Since 2011, Bahrain has witnessed a serious deterioration of its human rights situation, especially after the closure of the democratic space, and the intensity of the security grip in dealing with the movement of peaceful protests, as the Bahraini authorities paved this through a series of local legislations that have been created or developed to serve that purpose.
According to documented statistics, more than 12,000 Bahraini citizens have been subjected to arbitrary arrest since 2011, including more than 4,000 victims of torture and ill-treatment, 968 children who were subjected to arbitrary arrest, and 330 women (two women currently in prison).
According to the study prepared by the International Center for Criminal Policy Research in October 2016, Bahrain ranked first in the number of prisoners in the Arab world, with the number of its prisoners reaching about four thousand people, at a rate of 301 per 100,000 population.

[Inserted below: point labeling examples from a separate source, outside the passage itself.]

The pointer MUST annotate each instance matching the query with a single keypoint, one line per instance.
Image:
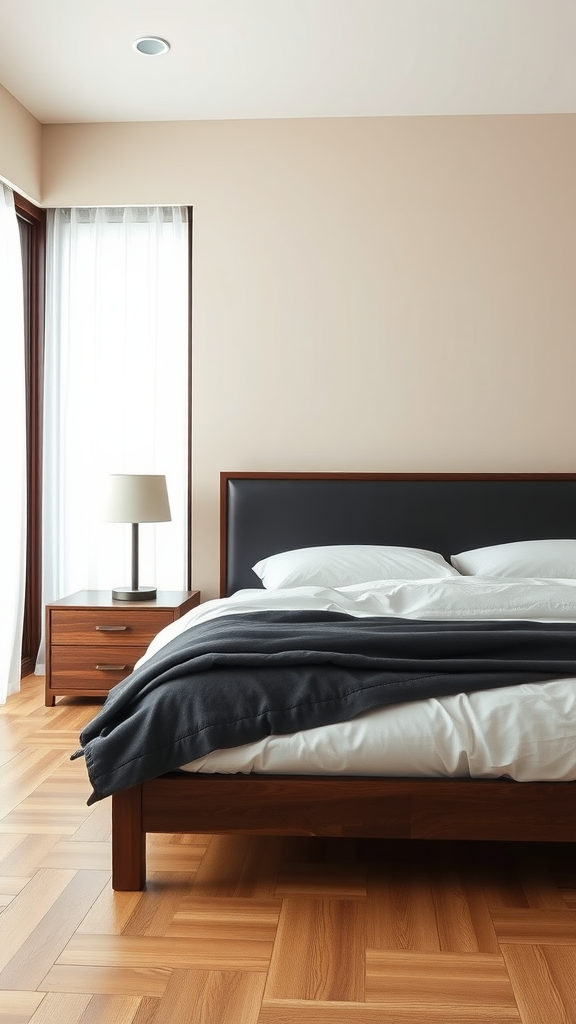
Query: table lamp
(136, 498)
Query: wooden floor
(261, 931)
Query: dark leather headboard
(264, 513)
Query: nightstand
(93, 642)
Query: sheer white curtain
(12, 448)
(116, 392)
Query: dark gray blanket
(240, 678)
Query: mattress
(526, 732)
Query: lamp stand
(134, 593)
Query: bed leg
(128, 841)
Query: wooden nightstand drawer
(92, 668)
(92, 641)
(95, 626)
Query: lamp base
(127, 594)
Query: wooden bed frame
(261, 513)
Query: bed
(266, 513)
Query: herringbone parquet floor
(261, 931)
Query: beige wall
(372, 294)
(21, 142)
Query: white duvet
(525, 732)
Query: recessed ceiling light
(152, 46)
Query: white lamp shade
(136, 498)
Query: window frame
(35, 218)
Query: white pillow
(529, 559)
(345, 564)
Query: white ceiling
(72, 60)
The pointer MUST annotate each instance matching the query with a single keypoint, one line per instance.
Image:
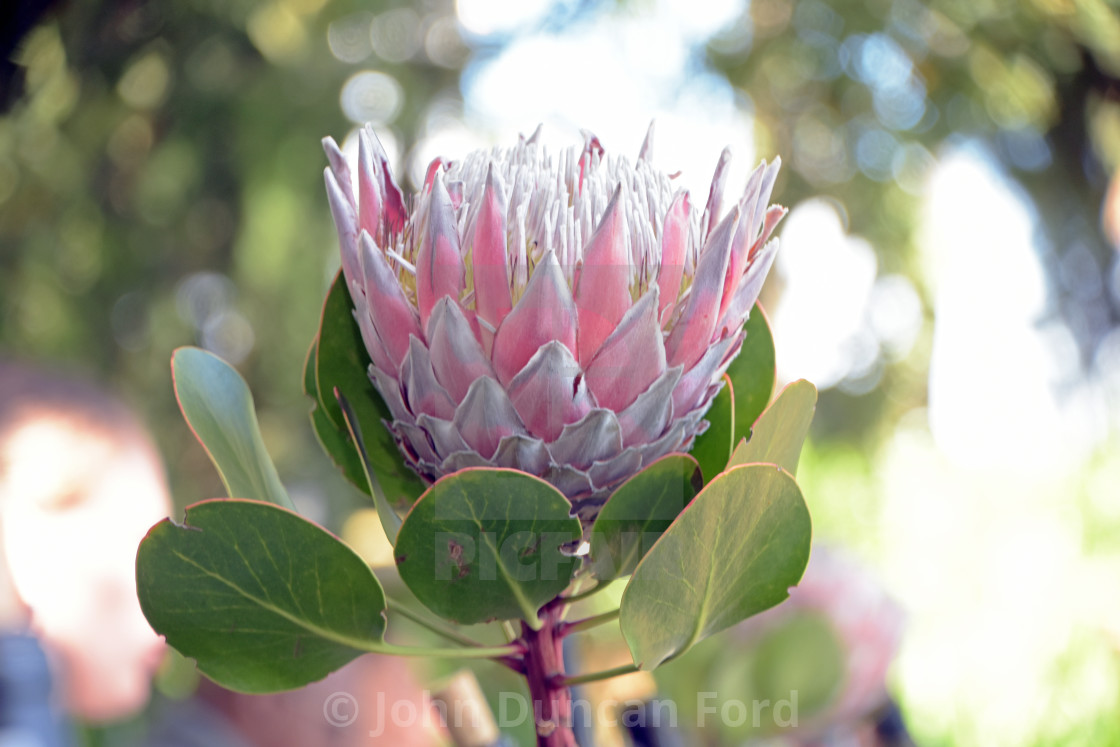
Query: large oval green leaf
(752, 374)
(638, 512)
(485, 544)
(733, 552)
(218, 408)
(259, 597)
(343, 363)
(780, 432)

The deteriorating conditions of prisons in Bahrain represented the other side of arbitrary detention, whereby the prisoners are held in correctional institutions that do not meet the minimum standard rules for the treatment of prisoners. According to the information received, the deteriorating prison conditions included all four official prisons in Bahrain, but they were heavily concentrated in the Dry Dock Prison (Preventive Detention Center) and Jaw Central Prison (Center for the Convicted), compared to the women's prison and the juvenile prison.
Nevertheless, the Bahrain Center for Human Rights continues to welcome any endeavours towards the release of prisoners who have been imprisoned against the background of their demands for democracy and human rights.
Specifically, on Tuesday evening, January 21, 2020, when the Bahraini authorities released some prisoners suffering from chronic diseases, with reports indicating that other numbers will be released in the coming periods.
The Acting President of the Bahrain Center for Human Rights, Mrs. Nedal Al-Salman believes that this and other similar steps are “positive”, and she called on the official authorities in Bahrain to continue to release all those who have been imprisoned since 2011 on political or related grounds to express their opinion and demands for reform and democracy.
The BCHR also reminds the Bahraini authorities to recognize the existence of prisoners they have, who have been convicted simply for exercising freedom of expression or peaceful assembly and demanding democracy and human rights. BCHR calls on the authorities to immediately release them, including the group of political opposition leaders who have been imprisoned since March 2011 and who suffer from chronic diseases as a result of prison conditions, detention and ill-treatment they suffered in the first months following their arrest, such as: Hassan Mushaima, Abdul Jalil al-Singace and Parweez Jawad, as well as many.
The BCHR also urges the Bahraini authorities to continue to fully respond to what is contained in the Universal Declaration of Human Rights, for what significant impact that has on building societies and establishing respect for human rights in them.